Dans ce livre, le philosophe
Michel Clouscard analyse les changements économiques intervenus après la seconde Guerre mondiale, à l'initiation du plan Marshall. Il critique vertement les pontes de la "French Theory" : Deleuze,
Guattari, Foucault,
Sartre et les autres freudo-marxistes.
Il distingue trois états du capitalisme : capitalisme traditionnel nationaliste, capitalisme fasciste, néo-libéralisme. Puis il décrit ce dernier état, dans lequel "tout est permis mais rien n'est possible".
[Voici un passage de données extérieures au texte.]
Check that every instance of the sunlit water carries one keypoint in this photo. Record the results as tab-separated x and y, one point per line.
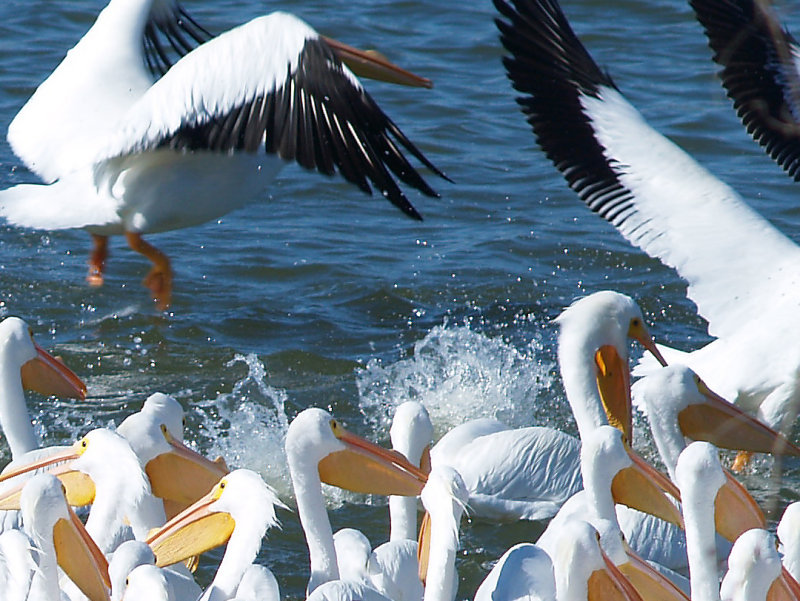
322	296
Il démontre que l'existence de la société de consommation est une illusion car le prolétariat n'a pas accès aux biens de consommation ou de confort. Il doit se contenter des biens de subsistance et d'équipement (voiture pour aller travailler, électroménager, télévision au mieux) donc dans une logique de production ou de divertissement (voire d'endoctrinement) , pas de luxe ou de confort.
Il y a donc ceux qui produisent plus qu'ils ne consomment et ceux qui consomment plus qu'ils ne produisent, et ce sont ces derniers qui, à la faveur de Mai 68, ont érigé le désir en idole suprême. La lutte sociale a été phagocytée par l'individualisme bourgeois prônant la satisfaction de tous les désirs par la consommation. Cet acte éminemment vil et méprisable qu'est la consommation est désormais perçu comme le nec plus ultra, la tendance ultime : assouvir ses moindres volontés comme s'il s'agissait d'un acte éminemment révolutionnaire.
Ainsi, et comme Clouscard le rappelait quelques années avant sa mort, le discours écologisant, moralisateur, qui consiste à prôner la rigueur et l'ascétisme après des années de frivolité est absolument déplacé puisque ce sont les classes qui portent ce discours qui ont elles-mêmes profité de cette insouciance consumériste bourgeoise à laquelle les prolétaires n'ont jamais réellement accédé, et qui sont pourtant désormais pointés du doigt comme responsable au prétexte qu'ils utiliseraient trop leur voiture, elle-même achetée pour pouvoir se rendre sur leur lieu... de production !
Néanmoins, malgré les évidentes qualités du raisonnement et le génie des nombreuses fulgurances théoriques déployées dans ce livre, on regrettera son impénétrabilité. L'emploi à outrance de vocabulaire de sociologue extrêmement abstrait ainsi que l'accumulation de sous-parties, sous-sous parties et sous-sous-sous parties rendent extrêmement obscure la pensée de Clouscard. Finalement, la partie la plus compréhensibles est l'introduction rédigée par
Aymeric Monville, spécialiste de l'auteur, qui livre là un résumé exégétique d'une clarté bien supérieure au contenu du livre en lui-même.